Celebrated Living
- The cover of the Summer 2006 issue
- Categories: Inflight magazine
- Frequency: Bi-monthly
- Founded: 1999
- First issue: 1 October 1999
- Company: Ink Global
- Country: United States
- Based in: Miami, Florida
- Language: English
- Website: www.celebratedliving.com

= Celebrated Living =

US magazine for American Airlines

Celebrated Living was a free, bi-monthly in-flight magazine available on American Airlines flights in First and Business Class, and in American Airlines Admirals Clubs worldwide.

==History and profile==
Celebrated Living was established in 1999. The first issue appeared on 1 October of that year. The magazine was published bi-monthly, with issues for January/February, March/April, May/June, July/August, September/October, and November/December, reaching 4.9 million premium class passengers with each issue.

The magazine was published by American Airlines Publishing and is based in Fort Worth, Texas. In 2014, American Airlines appointed Ink as the new publisher of Celebrated Living.
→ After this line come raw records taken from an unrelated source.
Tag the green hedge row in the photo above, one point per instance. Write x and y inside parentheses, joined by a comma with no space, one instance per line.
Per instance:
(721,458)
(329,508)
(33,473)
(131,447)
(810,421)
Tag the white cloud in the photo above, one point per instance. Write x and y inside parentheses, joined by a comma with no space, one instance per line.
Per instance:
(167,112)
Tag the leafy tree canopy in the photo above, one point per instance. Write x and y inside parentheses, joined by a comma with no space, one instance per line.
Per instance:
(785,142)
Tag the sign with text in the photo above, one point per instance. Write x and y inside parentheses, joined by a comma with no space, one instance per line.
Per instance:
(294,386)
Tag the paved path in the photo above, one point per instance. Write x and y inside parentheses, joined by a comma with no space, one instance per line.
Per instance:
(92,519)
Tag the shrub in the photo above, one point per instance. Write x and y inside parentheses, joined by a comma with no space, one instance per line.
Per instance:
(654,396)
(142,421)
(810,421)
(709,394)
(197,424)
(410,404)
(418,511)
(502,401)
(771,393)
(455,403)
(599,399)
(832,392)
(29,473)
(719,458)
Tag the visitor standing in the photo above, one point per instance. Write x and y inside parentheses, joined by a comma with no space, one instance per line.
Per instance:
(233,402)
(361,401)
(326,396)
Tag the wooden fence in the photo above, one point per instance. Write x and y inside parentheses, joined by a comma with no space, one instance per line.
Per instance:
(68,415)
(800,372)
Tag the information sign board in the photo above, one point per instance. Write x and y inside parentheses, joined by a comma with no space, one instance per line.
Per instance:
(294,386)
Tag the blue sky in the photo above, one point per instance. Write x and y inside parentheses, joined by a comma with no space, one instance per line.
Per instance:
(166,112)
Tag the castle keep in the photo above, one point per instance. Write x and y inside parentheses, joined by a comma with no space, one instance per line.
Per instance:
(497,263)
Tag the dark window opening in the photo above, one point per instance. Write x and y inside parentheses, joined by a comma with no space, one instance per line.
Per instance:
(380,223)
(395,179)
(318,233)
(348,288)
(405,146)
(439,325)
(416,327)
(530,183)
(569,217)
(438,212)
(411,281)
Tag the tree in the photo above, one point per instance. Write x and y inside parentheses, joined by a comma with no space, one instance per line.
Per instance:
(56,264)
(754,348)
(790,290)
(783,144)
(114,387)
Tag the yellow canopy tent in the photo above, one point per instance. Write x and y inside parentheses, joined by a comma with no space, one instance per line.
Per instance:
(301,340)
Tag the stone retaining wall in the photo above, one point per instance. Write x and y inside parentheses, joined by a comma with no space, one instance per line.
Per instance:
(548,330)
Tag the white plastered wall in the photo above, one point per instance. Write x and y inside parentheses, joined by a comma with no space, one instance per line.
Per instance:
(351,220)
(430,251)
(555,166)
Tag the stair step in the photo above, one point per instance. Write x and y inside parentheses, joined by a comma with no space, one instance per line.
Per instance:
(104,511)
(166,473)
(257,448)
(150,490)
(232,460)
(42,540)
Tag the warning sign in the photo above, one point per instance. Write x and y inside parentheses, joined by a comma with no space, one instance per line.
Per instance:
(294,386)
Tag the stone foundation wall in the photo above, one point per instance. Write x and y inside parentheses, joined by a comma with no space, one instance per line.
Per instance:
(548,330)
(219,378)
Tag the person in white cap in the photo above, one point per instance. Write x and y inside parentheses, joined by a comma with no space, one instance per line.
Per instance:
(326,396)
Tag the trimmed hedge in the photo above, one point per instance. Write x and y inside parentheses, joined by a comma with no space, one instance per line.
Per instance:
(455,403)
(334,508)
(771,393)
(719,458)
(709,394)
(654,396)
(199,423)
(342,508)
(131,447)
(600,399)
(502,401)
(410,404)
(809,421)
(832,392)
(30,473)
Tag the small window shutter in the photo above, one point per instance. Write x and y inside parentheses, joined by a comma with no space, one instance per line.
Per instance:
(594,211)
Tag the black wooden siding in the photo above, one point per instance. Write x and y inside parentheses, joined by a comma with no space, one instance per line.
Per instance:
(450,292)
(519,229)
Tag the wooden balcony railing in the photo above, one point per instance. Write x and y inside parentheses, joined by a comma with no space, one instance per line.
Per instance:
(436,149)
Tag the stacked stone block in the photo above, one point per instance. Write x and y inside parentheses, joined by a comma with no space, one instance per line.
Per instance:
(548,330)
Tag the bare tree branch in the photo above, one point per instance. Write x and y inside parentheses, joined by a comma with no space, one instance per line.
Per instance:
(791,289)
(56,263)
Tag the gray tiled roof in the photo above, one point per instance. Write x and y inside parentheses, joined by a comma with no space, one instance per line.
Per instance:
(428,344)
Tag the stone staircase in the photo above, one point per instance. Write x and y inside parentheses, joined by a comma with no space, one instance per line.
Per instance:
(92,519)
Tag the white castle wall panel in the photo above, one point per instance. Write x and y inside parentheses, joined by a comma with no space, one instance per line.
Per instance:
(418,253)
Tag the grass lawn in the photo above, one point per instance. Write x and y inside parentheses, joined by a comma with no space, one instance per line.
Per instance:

The revamped magazine contained new editorial sections focused on luxury, in the form of property, style and culture topics.

Celebrated Living was available to readers both in inflight and in the lounges, via the print version; as well as in digital editions for mobile devices, tablets and online.

By the time American Airlines' other magazine, American Way, ceased publication in 2021, the publication of Celebrated Living had also ended.